Lo que sí queremos es perpetuarnos en el recuerdo, y nuestros seres más cercanos también en el nuestro. Es lo más humano del mundo. Durante milenios, la humanidad ha elaborado múltiples formas de mantener la memoria desde el culto a los muertos, las virtudes, los logros artísticos, políticos y sociales para perpetuar el recuerdo todo lo posible. El ansia de perdurar también señala el anhelo de eternidad.
La espectacularidad de algunos panteones se completa mediante los hologramas y chatbots que mantienen la presencia del difunto de manera virtual.
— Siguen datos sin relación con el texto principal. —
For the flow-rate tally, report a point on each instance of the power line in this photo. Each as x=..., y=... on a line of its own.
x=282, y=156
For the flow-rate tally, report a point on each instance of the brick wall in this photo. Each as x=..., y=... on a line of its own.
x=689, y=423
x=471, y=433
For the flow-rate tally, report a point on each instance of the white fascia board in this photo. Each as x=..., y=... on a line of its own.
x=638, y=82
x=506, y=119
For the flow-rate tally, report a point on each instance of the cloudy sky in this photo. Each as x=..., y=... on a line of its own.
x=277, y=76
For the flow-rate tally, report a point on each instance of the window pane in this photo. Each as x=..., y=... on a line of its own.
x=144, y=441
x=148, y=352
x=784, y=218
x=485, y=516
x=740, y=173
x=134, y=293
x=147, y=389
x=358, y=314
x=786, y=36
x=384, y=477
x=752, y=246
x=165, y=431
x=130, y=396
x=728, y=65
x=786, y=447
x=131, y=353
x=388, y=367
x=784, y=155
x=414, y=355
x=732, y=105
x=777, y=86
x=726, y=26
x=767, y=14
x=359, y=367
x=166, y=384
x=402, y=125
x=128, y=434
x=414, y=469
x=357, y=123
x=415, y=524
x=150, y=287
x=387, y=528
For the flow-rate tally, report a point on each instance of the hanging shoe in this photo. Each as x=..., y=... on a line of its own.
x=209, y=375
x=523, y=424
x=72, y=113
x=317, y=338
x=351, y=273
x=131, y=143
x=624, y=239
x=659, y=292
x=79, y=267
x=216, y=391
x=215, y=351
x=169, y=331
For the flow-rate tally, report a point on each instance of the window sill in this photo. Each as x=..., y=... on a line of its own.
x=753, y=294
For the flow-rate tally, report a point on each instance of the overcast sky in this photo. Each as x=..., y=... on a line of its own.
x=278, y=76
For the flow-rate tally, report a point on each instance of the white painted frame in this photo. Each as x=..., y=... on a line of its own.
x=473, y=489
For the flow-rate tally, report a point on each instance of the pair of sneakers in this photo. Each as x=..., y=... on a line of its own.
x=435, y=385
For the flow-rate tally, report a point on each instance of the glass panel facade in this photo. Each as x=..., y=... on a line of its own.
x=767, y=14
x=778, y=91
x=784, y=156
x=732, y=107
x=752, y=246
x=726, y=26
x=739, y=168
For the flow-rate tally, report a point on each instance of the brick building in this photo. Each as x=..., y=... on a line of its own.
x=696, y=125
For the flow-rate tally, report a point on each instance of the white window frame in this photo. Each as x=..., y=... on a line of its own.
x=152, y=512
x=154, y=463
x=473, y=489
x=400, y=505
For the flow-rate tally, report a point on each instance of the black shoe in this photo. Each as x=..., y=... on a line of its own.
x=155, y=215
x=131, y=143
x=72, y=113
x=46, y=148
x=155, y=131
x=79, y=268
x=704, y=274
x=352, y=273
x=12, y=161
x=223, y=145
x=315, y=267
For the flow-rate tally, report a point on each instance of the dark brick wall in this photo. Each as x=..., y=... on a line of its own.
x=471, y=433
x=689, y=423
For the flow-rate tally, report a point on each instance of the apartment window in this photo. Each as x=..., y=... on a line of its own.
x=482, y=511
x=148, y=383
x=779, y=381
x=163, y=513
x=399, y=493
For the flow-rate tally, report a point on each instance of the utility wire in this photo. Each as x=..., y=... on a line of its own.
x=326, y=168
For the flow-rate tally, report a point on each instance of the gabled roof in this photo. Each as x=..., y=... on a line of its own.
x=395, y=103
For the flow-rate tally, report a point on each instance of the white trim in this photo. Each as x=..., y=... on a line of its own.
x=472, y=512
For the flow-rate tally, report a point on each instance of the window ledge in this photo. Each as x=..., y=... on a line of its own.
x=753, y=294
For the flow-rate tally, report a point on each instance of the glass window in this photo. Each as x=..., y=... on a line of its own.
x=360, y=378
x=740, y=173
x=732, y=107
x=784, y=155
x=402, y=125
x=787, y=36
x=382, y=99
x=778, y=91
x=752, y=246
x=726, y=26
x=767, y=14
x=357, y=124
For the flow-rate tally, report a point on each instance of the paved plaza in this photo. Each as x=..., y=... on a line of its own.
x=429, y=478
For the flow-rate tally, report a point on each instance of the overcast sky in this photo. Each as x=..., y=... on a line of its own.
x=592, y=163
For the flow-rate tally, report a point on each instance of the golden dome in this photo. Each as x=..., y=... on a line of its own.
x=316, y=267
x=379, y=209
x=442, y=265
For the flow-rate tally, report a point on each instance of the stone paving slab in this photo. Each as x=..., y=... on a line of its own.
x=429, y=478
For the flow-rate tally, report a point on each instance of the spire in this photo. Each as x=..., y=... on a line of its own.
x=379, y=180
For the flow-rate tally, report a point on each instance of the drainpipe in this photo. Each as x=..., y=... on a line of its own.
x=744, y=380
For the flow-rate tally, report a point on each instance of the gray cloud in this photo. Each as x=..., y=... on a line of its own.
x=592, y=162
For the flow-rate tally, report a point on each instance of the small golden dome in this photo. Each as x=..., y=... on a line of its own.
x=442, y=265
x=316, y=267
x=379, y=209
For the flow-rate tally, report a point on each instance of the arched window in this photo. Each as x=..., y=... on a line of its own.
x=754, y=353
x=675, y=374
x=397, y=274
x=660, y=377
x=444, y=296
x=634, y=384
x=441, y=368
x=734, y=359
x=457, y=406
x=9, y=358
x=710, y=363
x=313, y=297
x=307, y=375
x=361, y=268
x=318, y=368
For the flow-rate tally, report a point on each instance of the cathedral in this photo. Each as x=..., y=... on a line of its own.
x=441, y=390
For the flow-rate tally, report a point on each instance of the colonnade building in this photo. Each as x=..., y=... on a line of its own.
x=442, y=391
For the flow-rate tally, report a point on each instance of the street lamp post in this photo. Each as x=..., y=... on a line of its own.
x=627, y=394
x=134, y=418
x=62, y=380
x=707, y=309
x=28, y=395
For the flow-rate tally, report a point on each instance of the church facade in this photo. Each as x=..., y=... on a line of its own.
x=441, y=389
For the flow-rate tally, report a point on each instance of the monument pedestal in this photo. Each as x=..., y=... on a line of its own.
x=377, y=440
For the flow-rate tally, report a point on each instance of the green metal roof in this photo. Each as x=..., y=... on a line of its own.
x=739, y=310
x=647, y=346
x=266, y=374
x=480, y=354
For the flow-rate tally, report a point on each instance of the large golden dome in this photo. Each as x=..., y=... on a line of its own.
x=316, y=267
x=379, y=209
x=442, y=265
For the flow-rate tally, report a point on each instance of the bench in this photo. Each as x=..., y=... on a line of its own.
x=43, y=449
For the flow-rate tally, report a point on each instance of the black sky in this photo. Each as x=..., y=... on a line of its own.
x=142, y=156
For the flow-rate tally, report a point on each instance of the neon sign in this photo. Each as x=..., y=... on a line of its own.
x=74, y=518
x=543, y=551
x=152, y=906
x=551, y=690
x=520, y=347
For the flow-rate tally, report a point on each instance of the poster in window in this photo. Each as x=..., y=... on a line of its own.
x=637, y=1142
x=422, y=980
Ahora se prodigan los homenajes en Facebook y los códigos QR en las lápidas que están cambiando nuestra relación formal con la muerte socializándola de otra manera; de hecho, los chats y los sitios web ya constituyen el mayor cementerio del mundo.
La muerte nos condiciona, pero sirve para madurar y vivir mejor, saludablemente, hoy y aquí, dando valor a cada día. Que por algo la salud es algo más que un estado de completo bienestar físico, y que abarca también lo mental, lo emocional y lo social (OMS). Y al ser un estado de bienestar “completo”, yo señalaría expresamente lo espiritual, esa parte de la inteligencia que nos permite crear cultura y disfrutarla, amar a nuestros semejantes creciendo cuanto más compartimos; y vivir la experiencia religiosa como un anhelo de plenitud total y para siempre.
Lo contrario da pie al sectarismo, al servilismo, a la banalidad o el fanatismo, aunque hayamos disfrazado estos comportamientos con técnicas cínicas de urbanidad.
Sin embargo, no hay manera de que semejante dormidera aplaste el anhelo infinito de no querer morir ni pasar por este mundo sin objetivos más profundos. Pero a la vez, estamos ante el peligro de convertir al ser humano en algo más cercano a una máquina amoral que a un ser racional, sintiente y espiritual. El posthumanismo se postula como una vuelta de tuerca, presentada en un envoltorio seductor que oculta mucha soberbia irresponsable. La especie humana no es únicamente razón, por muy fundamental que esta sea.
La inteligencia espiritual, en definitiva, es poesía, es arte, pero también es la vía más elevada para reconocer los significados últimos, y desde el control responsable de los pensamientos, sentimientos y acciones, sin producir sufrimiento en los demás ni en nosotros, aun en las circunstancias más adversas. Mediante su desarrollo, nos capacitamos para actuar con gratitud, paciencia, humildad, compasión y amor, valores verdaderamente sabios cuando las convertimos en actitudes. Es la inteligencia que nos conecta –y enfrenta– a las preguntas del sentido último humano.
Cada comienzo de noviembre se hace recurrente repensar la muerte; yo soy de los que prefiero prefiero hacerlo desde la vida.